That's what a team led by Yuan Qin, PhD, from the Beijing University of Chemical Technology found in a study published October 6 in Surfaces and Interfaces.
The researchers say using acrylate pressure-sensitive adhesive (PSA) tape as an ultrasound probe cover not only prevents cross-infection but also has less impact on the clarity of ultrasound images and saves time for radiologists.
"The ease of preparation, convenience of use, and effectiveness of acrylate PSA tapes indicate that they have broad application prospects for sonographic examinations," Qin and colleagues wrote.
Ultrasound probes are an essential part of medical ultrasound imaging. The most commonly used cleaning methods include using paper towels to wipe out coupling gel and chemically treating probes with alcohol or quaternary ammonium compounds. However, researchers said damages to the probes and cross-infection between patients might be unavoidable.
Radiologists should also eliminate ultrasound transmission gel on the probes after scanning. However, researchers said this is a time-consuming process.
"Nowadays, how to improve convenience and how to reduce the time between examinations are important issues to be considered because ultrasound diagnosis is required quickly and effectively in the face of many patients," Qin et al wrote.
Acrylate pressure-sensitive adhesive tape is already used for medical applications such as wound coverings and transdermal drug delivery systems. The researchers touted its nontoxic, transparent, and mechanical properties, as well as its tendency to leave no residue behind.
The team wanted to test the effectiveness and feasibility of pressure-sensitive adhesive tape on preventing cross-contamination and improving productivity.
Probes were used on a skin-like silicone puncture phantom that simulated human tissue. Three types of glue were used for the tapes, and air bubbles were rolled out as the tapes were added to the probes. The glues include Polyethylene terephthalate, polyurethane, and polyethylene.
Polyethylene film with good softness, little effect on the clarity of ultrasonic images, and substrate versatility, was selected as the underlying layer of film for the tapes.
Results showed that the shear strength of tapes improved with increasing molecular weight of acrylate copolymer.
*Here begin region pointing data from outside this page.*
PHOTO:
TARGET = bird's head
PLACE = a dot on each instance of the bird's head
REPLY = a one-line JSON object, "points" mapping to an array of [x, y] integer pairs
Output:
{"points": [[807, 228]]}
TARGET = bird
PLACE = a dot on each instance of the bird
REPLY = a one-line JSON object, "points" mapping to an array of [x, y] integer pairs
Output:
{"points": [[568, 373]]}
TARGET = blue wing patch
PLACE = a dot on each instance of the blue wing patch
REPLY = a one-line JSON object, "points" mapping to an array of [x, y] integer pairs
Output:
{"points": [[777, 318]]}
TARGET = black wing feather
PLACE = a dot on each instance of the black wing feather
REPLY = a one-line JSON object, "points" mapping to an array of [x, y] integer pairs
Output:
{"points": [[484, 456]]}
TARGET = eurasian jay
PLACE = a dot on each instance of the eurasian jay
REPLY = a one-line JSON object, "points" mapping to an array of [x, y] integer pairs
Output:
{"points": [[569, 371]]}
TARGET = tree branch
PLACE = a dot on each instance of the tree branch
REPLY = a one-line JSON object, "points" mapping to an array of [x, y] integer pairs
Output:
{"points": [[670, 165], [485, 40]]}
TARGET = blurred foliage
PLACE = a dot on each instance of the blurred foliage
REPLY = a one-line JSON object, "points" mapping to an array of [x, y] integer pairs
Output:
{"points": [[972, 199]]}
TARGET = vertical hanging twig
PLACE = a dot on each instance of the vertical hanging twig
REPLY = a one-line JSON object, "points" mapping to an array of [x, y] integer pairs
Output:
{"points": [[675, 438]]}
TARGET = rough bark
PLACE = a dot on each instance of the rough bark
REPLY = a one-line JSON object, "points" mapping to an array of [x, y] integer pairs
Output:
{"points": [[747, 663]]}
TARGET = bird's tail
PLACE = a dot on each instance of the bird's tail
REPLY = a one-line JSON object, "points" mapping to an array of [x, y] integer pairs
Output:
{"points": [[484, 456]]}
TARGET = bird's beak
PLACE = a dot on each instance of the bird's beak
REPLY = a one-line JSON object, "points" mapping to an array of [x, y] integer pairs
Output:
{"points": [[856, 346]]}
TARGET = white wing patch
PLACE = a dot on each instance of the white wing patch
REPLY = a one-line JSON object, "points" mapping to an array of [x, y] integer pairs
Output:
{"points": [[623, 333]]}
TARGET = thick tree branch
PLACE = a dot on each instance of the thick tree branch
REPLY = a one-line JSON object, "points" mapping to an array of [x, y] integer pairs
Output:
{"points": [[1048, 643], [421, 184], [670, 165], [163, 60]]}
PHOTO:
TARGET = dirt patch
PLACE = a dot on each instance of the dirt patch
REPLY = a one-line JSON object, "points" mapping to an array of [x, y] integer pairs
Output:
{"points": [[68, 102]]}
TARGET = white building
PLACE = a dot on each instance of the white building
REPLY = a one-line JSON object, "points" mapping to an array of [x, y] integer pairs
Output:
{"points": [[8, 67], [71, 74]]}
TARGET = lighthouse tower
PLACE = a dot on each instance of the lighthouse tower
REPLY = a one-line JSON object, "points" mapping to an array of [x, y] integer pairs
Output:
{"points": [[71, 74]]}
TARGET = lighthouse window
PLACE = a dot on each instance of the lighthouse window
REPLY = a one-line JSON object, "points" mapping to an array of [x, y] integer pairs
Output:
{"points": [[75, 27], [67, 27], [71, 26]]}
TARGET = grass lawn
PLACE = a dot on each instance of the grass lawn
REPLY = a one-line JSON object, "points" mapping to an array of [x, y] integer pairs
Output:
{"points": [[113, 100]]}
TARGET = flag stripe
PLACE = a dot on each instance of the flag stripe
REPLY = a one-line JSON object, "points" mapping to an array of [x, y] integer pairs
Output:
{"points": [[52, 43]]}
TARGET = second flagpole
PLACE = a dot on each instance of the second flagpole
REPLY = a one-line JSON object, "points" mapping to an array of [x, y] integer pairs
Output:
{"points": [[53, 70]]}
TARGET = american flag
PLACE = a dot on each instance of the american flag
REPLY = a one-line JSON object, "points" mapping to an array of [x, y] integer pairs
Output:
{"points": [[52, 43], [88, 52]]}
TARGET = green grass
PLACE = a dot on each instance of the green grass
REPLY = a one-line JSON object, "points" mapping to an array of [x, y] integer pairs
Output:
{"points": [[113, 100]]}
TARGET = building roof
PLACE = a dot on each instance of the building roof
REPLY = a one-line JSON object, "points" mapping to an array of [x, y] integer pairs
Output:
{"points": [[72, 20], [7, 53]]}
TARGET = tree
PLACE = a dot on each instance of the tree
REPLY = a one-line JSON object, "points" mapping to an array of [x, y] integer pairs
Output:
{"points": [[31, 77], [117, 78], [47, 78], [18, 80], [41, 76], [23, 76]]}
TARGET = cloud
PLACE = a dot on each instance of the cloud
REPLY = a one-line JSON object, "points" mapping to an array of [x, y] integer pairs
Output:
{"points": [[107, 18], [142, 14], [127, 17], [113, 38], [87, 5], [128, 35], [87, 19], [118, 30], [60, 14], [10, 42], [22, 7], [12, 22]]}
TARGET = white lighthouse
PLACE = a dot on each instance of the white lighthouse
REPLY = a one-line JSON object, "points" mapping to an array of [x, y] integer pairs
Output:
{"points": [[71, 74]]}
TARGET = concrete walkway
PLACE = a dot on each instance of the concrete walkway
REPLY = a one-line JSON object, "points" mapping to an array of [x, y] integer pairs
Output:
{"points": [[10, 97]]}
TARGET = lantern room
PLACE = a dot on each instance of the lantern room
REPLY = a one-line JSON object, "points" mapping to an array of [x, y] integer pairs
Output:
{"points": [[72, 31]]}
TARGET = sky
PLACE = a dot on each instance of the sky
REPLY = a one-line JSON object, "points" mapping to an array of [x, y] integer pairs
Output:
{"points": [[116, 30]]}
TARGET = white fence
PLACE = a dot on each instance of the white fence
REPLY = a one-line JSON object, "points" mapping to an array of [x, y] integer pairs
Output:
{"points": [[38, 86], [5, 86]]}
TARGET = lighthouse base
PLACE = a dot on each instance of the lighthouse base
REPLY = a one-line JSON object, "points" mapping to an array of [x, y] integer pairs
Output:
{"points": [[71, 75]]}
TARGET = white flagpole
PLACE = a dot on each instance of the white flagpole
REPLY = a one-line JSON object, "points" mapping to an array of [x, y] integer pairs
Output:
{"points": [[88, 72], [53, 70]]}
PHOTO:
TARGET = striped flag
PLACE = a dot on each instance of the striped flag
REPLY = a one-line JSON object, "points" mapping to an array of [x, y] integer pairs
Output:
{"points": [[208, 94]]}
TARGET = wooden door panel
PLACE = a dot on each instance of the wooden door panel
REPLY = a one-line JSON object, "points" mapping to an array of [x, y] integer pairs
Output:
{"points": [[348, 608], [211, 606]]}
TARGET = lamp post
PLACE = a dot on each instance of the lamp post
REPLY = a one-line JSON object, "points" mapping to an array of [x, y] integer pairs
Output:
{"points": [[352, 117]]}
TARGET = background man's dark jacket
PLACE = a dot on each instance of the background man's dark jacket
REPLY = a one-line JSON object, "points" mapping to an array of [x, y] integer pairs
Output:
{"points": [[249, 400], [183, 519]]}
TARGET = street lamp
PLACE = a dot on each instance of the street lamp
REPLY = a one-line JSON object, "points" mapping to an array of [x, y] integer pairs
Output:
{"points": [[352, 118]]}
However, tack and 180° peel strength showed a downward trend.
Forming a cross-linked network among polymer chains also greatly improved the shear strength of tapes to meet the requirements of ultrasound probe covers, including being easy to peel from the ultrasound probe, easy to adhere to the probe, not leaving residue behind, and having less impact on the clarity of ultrasound images.
The researchers also found that a viscoelastic adhesive layer of tape can replace the coupling gel between ultrasound probe and pressure-sensitive adhesive tape.
A clinician judged the quality of images taken with the taped probes and said tape containing polyethylene and polyurethane had "excellent" image clarity, as well as "excellent" softness for contact with human skin.
The study authors said that compared with conventional disinfecting procedures, pressure-sensitive adhesive tape for probes has three advantages. They included preventing direct contact with the human body to reduce cross-infection and lens degradation, minimizing downtime between patients through easy tape adherence and removal, and replacing the coupling gel, which could help avoid paper towel usage and minimize cross-infection risk.
They added that it could also reduce the occurrence probability of corrosion and electric leakage.
"[The tape] is expected to find applications in sonographic examinations in the future to protect ultrasound probes and to prevent cross-infections," Qin and colleagues wrote.